Walmart Ups its Guidance for the Year
Walmart announced that it’s raising its outlook for the year, thanks in part to a rocking start to the holiday shopping season.
Sign up for smart news, insights, and analysis on the biggest financial stories of the day.
Walmart is cleaning up, and we’re not talking about aisle spills.

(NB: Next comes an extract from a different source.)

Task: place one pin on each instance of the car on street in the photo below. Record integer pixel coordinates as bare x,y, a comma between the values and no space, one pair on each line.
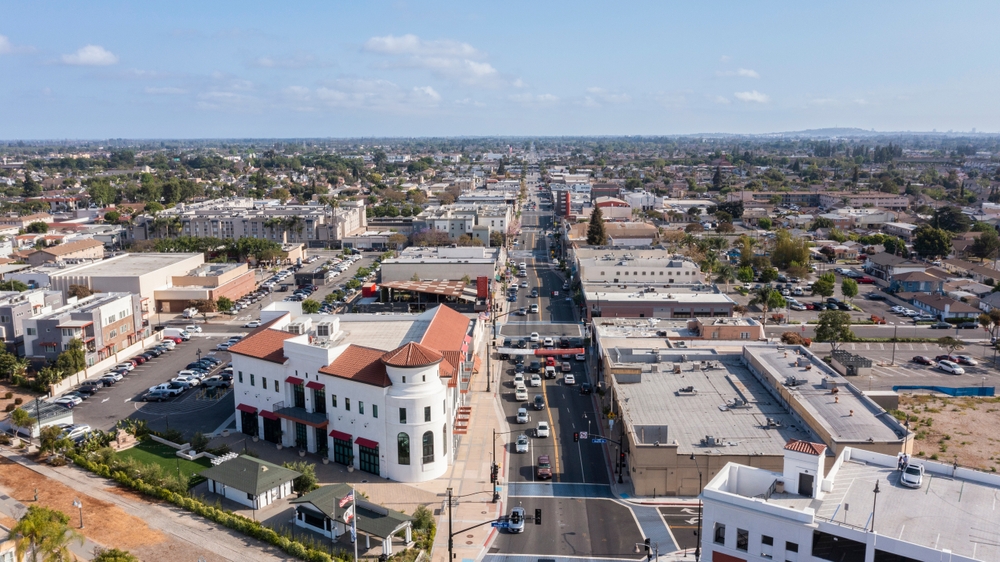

During its third-quarter earnings call on Tuesday, the big box retail giant announced that it’s raising its outlook for the year, thanks in part to a rocking start to the holiday shopping season. Still, the optimism comes with more than a few caveats — the types that paint a pretty clear picture about the state of the economy.
Thanksgiving Comes Early
The holiday season is literally shorter this year (Thanksgiving is later than usual, meaning there are five fewer days between then and Christmas than usual). Walmart, unsurprisingly, had a plan, kicking off holiday shopping discounts a few weeks earlier than usual. On its call with analysts, Walmart said it was enough to build some momentum heading into the final frame of the year — giving it reason to bump annual net sales growth guidance up from 3.75% to 4.75% to a range of 4.8% to 5.1%. Shares of Walmart jumped 3% on the news.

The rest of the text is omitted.